Therefore, we usually introduce logarithmic computation to replace multiplication with addition.
Specifically, we take the log (with a base of 10) value of transition probability
and emission probabilities in advance.
Okay, let’s start with a sequence!
First, let’s draw the recursive matrix of dynamic programming.
There are two states: coding state c and non-coding state n.
Next, we need to set the boundary condition
which is the default probabilistic distribution of the two states.
After taking log(log10) transformation,
the probabilities turn into -0.097 and -0.699, respectively.
Next, we will fill in the cells one by one.
First, we meet the first token: C.
From the emission probability matrix, we can see that
its emission probability under the non-coding state is -0.523.

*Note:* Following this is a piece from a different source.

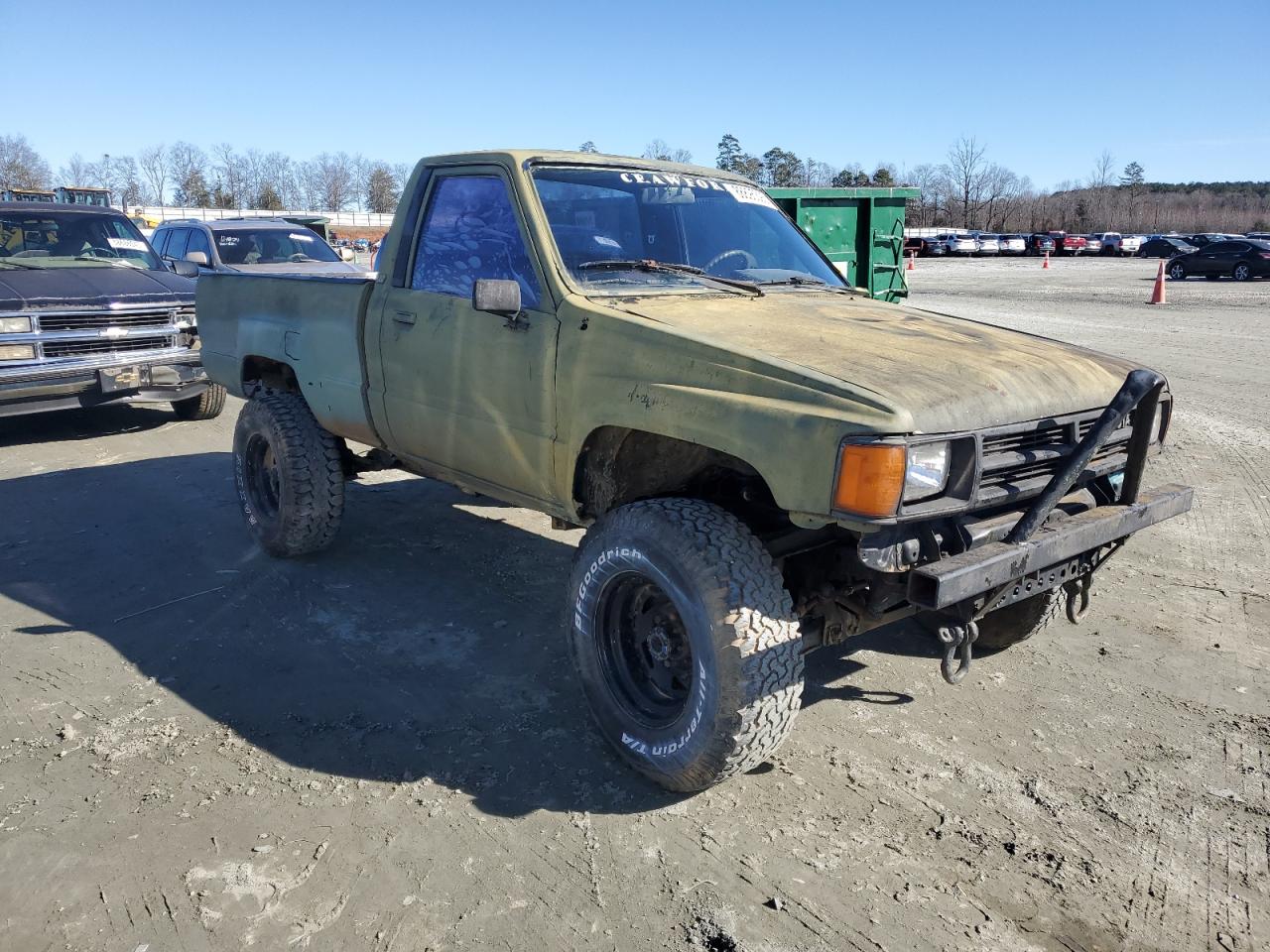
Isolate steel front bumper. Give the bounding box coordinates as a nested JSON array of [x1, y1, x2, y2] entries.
[[908, 484, 1194, 611]]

Adding it to -0.097 will get -0.62.
Similarly, this number will become
-0.699 + (-0.699) = -1.40
under the coding state.
Next, we need to move forward by one residue, which requires one step of state transition.
From the transition matrix we can see that the transition probability here is -0.097.
Adding it to the emission probability of residue G under the non-coding state,
which is -0.523, we get -1.24.
Similarly, we can compute the [probability of] transiting from the coding state
to the non-coding state, which is -1.40 + (-0.398) + (-0.523) = -2.32.
Please note that this value is smaller than the -1.24
coming from the non-coding state, and will thus be discarded.
Similarly, we can finish the succeeding recursions and fill in all the rest cells one by one.
OK.Next we will do backtracking.
First, pick up the [cell at the end with the] largest probability.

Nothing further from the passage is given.